– Да это бы ничего, – в тон ему ответила Марина, – аспирина у меня хватит на целое войско. А что дальше делать, не соображу. Но, думаю, надо учесть мой прежний опыт пребывания у чжурчженей, принявших меня за богиню, и изобразить перед ними что-то похожее. Ты не помнишь, как по-татарски будет слово «дом», как сказать им «иди домой».
– Марина, ты гений. Я всё понял. У нас в классе татарин Наиль часто по своему болтает, и я у него кое-чему научился. Что-то они понять должны даже из моей речи.

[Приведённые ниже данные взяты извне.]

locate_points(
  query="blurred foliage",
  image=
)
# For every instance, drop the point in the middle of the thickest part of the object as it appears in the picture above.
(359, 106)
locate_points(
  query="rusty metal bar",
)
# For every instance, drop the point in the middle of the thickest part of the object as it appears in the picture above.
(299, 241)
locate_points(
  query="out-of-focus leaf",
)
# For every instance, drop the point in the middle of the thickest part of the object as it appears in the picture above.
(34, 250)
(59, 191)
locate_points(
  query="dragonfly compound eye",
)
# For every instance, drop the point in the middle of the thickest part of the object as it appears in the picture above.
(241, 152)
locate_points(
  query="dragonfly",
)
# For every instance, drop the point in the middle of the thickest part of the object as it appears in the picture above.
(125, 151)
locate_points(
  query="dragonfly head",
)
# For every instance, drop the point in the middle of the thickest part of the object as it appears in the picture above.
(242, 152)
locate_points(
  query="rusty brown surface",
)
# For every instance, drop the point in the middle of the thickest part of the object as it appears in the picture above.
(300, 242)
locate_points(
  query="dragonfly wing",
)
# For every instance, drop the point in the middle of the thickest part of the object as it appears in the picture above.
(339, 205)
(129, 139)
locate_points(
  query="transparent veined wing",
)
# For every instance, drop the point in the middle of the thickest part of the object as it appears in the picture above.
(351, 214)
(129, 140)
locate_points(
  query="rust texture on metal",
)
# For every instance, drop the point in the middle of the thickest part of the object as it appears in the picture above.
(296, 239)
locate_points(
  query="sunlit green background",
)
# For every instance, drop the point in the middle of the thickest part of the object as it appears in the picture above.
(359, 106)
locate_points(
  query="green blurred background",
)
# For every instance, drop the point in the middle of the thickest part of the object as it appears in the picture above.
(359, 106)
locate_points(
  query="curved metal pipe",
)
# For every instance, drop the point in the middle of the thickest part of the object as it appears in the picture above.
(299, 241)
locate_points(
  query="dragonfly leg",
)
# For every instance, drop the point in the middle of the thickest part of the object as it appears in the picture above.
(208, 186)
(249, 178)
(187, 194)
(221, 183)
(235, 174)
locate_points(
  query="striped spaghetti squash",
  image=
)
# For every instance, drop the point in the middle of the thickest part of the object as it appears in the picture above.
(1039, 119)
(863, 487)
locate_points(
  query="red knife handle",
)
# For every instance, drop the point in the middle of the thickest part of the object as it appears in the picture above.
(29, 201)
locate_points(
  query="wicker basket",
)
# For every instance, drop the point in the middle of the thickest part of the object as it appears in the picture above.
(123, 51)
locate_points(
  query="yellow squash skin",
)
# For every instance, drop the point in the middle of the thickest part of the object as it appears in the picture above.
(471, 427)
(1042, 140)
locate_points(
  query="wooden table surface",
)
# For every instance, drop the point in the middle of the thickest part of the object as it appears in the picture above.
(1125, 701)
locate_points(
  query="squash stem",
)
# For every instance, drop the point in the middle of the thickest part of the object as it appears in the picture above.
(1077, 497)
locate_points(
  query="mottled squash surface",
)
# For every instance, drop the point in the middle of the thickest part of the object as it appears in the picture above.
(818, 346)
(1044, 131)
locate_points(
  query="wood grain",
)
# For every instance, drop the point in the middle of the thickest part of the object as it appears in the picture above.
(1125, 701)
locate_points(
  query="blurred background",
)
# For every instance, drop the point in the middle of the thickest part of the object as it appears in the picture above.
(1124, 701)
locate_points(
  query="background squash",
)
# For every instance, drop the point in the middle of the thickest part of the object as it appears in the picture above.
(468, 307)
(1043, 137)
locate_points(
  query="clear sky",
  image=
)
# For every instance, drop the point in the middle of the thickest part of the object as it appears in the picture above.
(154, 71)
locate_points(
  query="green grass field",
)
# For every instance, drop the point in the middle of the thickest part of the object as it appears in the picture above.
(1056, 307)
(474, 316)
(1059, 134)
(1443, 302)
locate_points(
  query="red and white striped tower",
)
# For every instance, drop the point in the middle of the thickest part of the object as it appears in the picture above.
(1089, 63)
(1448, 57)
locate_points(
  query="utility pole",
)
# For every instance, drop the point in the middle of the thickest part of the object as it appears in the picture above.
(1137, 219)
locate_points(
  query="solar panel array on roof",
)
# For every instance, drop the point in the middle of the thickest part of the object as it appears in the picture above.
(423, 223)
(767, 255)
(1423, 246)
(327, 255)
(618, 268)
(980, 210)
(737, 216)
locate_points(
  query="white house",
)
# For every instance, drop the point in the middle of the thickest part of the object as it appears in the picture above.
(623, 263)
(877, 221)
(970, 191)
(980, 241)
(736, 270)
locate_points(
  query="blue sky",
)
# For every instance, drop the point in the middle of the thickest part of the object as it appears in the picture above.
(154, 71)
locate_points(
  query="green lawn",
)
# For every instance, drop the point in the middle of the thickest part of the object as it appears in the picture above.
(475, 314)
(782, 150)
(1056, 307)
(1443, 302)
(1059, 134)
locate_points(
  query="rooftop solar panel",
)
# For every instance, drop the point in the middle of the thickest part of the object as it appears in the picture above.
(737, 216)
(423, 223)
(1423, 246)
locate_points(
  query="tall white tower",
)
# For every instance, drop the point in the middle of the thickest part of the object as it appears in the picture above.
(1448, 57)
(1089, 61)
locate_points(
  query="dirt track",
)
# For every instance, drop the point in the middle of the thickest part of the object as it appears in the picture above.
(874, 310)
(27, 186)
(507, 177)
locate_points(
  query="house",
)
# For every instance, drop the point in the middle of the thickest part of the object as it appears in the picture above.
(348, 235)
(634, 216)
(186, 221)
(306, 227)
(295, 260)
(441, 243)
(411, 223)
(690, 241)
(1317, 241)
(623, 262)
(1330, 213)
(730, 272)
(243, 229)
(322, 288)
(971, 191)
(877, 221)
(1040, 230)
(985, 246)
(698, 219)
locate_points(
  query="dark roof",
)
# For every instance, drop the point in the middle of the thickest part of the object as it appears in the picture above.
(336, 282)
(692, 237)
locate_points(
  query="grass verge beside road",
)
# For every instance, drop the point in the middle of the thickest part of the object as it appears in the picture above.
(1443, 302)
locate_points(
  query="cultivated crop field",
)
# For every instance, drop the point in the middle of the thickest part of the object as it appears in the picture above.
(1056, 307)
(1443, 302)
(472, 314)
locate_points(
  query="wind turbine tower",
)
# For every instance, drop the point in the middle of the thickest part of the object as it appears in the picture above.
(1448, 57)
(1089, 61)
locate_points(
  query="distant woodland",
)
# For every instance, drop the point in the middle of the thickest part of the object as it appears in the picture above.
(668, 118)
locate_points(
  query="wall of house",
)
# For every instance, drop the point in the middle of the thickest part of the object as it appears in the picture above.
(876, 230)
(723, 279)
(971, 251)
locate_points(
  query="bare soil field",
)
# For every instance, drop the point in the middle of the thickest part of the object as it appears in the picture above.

По-ихнему «Иди домой» будет «Эйга кайтыгыз». Сейчас я попробую изобразить что-нибудь из школьной самодеятельности. Сначала буду чушь какую-нибудь нести для солидности, ты её не слушай, а в конце речи отправлю их домой. Посмотрим, что получится. Ты фонарями сейчас меня освещай, пока выступать буду. Они видеть меня должны. Но если они что-нибудь опять затеют, свети им по глазам. Это для них вроде холодного душа будет.
Паша внезапно посерьёзнел, насупился, сдвинул брови, выпучил глаза и своим самым громким, занудным и гнусавым голосом обратился к монголам, изображая из себя как минимум – мессию.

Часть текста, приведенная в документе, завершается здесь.